Works now, but taxonomy_node_get_terms really needs a $reset that can be called by node_load when it's $reset == TRUE!

greg.harvey’s picture

Title: Taxonomy module does not respect the $reset parameter of node_load() » taxonomy_node_get_terms() needs a $reset param that node_load can call when *it* is reset

Updating title to suit.

berenddeboer’s picture

Version: 6.14 » 6.17

Subscribing, is still an issue and this kind of caching can completely stump people. If you do a node_save, then a node_load, update the terms in your node and a node_save again, and then again node_load your assigned terms are gone.

This is completely surprising and unexpected behaviour. IMO taxonomy_node_get_terms should not cache at all or get cleared upon node_save.

PS: $reset is not passed in by the nodeapi hook, so cannot be used here.

berenddeboer’s picture

Status: Active » Needs review
FileSize
633 bytes

Attached a small patch that makes sure that when the calls comes through the nodeapi load, the terms are not cached. Caching for every other use case is left intact.

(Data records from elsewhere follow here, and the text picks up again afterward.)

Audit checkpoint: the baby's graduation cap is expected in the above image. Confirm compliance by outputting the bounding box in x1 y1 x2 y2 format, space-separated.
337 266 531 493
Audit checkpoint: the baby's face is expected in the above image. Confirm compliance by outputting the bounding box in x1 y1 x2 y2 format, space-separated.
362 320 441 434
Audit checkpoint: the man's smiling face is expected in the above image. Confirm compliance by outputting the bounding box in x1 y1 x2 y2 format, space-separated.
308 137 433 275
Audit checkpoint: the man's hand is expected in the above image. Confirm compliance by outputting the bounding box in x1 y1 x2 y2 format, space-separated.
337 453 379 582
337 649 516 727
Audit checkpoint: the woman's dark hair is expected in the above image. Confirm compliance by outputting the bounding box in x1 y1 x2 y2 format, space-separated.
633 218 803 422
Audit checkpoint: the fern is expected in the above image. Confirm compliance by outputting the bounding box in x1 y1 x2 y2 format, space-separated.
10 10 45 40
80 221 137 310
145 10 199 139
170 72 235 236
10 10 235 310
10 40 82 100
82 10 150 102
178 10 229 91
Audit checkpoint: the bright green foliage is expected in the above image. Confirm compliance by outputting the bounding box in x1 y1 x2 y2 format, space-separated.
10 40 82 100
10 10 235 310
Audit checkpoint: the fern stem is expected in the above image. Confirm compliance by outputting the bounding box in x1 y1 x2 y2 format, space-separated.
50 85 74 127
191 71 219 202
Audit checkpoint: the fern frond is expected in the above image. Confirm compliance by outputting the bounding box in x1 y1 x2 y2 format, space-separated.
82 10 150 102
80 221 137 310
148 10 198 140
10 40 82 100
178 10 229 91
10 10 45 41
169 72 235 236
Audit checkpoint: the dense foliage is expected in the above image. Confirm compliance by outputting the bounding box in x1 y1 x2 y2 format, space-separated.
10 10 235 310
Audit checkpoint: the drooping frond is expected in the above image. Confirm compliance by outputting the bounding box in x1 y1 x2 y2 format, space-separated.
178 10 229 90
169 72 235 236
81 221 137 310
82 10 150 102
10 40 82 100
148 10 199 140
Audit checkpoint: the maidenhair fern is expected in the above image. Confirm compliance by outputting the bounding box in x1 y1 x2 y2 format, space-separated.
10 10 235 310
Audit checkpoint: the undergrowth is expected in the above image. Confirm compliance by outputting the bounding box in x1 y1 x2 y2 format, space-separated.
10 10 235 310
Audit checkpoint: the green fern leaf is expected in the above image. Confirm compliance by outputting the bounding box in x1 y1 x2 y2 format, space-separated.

Status: Needs review » Needs work

The last submitted patch, taxonomy_node_get_terms.patch, failed testing.

greg.harvey’s picture

Doing it like node_load() would be more consistent:

function taxonomy_node_get_terms($node, $key = 'tid', $reset = FALSE) {
  static $terms = array();

  if ($reset) {
    $terms = array();
  }

Would that to it? It would make more sense because it would follow the same pattern as this:
http://api.drupal.org/api/function/node_load/6

berenddeboer’s picture

But how do you get the reset parameter right there? I think $reset is overkill as this caching is overkill.

greg.harvey’s picture

Version: 6.17 » 6.x-dev

Something like this, no?

function taxonomy_node_get_terms($node, $key = 'tid', $reset = FALSE) {
  static $terms;

  if ($reset) {
    unset($terms[$node->vid][$key]);
  }

  if (!isset($terms[$node->vid][$key])) {
    $result = db_query(db_rewrite_sql('SELECT t.* FROM {term_node} r INNER JOIN {term_data} t ON r.tid = t.tid INNER JOIN {vocabulary} v ON t.vid = v.vid WHERE r.vid = %d ORDER BY v.weight, t.weight, t.name', 't', 'tid'), $node->vid);
    $terms[$node->vid][$key] = array();
    while ($term = db_fetch_object($result)) {
      $terms[$node->vid][$key][$term->$key] = $term;
    }
  }
  return $terms[$node->vid][$key];
}

Mind you, I can't see this ever getting committed, since all focus is on Drupal 7 and this function no longer even exists once Drupal 6 dies out.

Edit: And yes, there will then need to be a follow-up patch to tackle the hook_nodeapi() implementation.

jiv_e_old’s picture

Status: Needs work » Closed (outdated)

Automatically closed because Drupal 6 is no longer supported. If the issue verifiably applies to later versions, please reopen with details and update the version.